Eventually, the villus is restored and the mucosa will recover.
Heat-stable and heat-labile toxins
what produces these two?
heat stable?
heat labile?
how do the toxins work?
E. coli produces heat-stable and heat-labile toxins. When heat-stable toxins are heated, they are not destroyed. Heat-labile toxins can be inactivated by cooking.

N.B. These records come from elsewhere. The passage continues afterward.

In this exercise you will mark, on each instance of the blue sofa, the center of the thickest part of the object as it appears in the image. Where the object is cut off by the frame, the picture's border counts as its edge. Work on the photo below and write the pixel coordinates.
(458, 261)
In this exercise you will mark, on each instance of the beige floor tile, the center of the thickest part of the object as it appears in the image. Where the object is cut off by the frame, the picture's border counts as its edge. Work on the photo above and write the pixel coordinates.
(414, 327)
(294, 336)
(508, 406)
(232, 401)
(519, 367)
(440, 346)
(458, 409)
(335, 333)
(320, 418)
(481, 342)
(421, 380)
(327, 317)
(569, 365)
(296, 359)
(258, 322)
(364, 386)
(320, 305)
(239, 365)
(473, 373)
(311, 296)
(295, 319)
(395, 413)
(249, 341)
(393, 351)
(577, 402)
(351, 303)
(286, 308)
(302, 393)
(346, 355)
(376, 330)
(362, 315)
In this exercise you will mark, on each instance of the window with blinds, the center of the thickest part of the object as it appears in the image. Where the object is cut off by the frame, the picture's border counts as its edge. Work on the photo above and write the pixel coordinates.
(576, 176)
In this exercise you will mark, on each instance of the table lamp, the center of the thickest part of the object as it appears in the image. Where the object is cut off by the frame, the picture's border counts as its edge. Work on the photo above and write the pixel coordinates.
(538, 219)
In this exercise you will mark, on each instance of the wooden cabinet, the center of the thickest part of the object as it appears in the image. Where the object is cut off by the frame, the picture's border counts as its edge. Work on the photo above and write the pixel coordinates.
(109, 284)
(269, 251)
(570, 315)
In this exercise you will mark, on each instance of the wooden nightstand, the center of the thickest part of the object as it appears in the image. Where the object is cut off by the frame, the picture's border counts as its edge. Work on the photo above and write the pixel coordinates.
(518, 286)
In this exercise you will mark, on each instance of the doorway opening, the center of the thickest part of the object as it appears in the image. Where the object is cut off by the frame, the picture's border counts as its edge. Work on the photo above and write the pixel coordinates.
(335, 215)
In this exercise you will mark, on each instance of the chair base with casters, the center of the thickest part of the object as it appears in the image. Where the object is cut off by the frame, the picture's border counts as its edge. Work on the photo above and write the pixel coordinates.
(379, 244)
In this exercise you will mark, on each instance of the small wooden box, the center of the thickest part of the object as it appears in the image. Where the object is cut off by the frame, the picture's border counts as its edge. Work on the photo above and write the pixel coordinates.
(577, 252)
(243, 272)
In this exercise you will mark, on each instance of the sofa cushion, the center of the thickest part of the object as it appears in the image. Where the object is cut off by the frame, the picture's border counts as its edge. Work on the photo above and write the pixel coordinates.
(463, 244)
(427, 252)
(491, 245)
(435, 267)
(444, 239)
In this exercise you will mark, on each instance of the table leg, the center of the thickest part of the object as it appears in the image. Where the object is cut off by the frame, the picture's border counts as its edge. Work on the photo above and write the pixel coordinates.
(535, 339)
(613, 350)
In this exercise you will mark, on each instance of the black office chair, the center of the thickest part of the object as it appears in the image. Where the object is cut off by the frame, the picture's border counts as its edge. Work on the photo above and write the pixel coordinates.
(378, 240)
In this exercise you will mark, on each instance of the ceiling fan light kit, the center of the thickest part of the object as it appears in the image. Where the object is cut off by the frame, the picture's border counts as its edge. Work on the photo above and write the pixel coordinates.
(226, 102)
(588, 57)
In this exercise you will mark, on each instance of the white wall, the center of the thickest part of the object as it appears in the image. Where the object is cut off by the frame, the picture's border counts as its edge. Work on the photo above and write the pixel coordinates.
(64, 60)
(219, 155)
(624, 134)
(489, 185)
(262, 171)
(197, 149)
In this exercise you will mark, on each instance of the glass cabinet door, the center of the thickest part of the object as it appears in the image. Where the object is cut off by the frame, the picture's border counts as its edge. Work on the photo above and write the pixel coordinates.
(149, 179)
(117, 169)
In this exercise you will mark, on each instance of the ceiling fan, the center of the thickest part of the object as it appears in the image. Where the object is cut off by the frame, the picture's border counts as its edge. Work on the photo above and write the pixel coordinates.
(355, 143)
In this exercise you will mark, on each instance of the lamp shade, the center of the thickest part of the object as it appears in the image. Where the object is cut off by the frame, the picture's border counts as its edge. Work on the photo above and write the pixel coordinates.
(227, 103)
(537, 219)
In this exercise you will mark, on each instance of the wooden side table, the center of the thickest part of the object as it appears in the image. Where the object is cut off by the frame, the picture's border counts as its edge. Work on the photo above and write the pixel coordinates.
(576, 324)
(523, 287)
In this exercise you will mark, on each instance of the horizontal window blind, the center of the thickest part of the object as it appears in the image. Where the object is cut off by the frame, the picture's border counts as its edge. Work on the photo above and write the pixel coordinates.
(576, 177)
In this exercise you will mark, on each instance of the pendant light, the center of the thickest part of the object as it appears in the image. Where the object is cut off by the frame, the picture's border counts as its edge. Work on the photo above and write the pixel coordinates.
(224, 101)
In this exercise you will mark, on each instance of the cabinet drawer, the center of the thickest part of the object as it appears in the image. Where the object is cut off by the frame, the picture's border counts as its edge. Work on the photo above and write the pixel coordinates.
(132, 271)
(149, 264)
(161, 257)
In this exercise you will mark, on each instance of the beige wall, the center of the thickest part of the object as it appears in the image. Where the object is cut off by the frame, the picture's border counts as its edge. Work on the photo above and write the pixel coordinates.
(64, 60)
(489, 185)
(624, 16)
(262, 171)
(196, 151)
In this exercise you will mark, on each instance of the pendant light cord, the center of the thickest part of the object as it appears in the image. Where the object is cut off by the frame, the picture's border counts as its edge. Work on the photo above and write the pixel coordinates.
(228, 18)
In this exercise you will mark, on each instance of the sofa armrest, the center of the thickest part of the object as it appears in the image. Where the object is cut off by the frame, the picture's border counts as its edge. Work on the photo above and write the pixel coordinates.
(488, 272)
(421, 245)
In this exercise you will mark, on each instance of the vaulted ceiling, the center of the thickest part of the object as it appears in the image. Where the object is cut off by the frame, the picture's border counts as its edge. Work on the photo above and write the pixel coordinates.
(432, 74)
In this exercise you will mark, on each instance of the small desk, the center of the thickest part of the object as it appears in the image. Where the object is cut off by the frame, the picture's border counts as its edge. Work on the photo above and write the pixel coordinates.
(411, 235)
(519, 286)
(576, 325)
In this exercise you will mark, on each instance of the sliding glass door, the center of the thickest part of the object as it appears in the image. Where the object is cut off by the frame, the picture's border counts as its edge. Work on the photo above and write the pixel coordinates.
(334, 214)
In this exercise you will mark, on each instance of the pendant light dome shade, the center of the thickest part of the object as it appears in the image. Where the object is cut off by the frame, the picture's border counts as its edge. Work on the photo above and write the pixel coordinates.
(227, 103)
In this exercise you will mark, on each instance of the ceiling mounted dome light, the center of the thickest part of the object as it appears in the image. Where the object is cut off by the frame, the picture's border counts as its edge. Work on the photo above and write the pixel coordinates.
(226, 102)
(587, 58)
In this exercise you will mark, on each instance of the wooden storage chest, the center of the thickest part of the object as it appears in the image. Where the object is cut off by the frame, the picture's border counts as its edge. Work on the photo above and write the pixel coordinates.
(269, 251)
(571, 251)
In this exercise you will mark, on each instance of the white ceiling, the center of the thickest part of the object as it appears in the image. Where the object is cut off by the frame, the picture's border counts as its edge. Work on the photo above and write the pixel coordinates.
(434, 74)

The toxins work by affecting the electrolyte channels in epithelial cells lining the GI tract:
- Heat labile toxin simulates adenylate cyclase, causing cAMP to dysregulate the protein kinase, resulting in more open chloride channels
- Heat-stable toxin stimulates guanylate cyclase, causing cGMP to dysregulate protein kinase, resulting in more open chloride channels
More open chloride channels will lead to electrolyte imbalances and thus fluid imbalance.
E. coli – Friend or Foe?
How can e.coli act as a pathogen? (as in symptoms/diseases) and what does it produces
E. coli can act as a commensal gut organism (i.e. have no harmful effects) but it can also act as a pathogen producing:
- Diarrhoea
- Dysentery
- Haemolytic uremic syndrome (HUS)
- Septicaemia
- Pneumonia and meningitis
It can also produce virulence factors such as toxins, adhesins and invasins.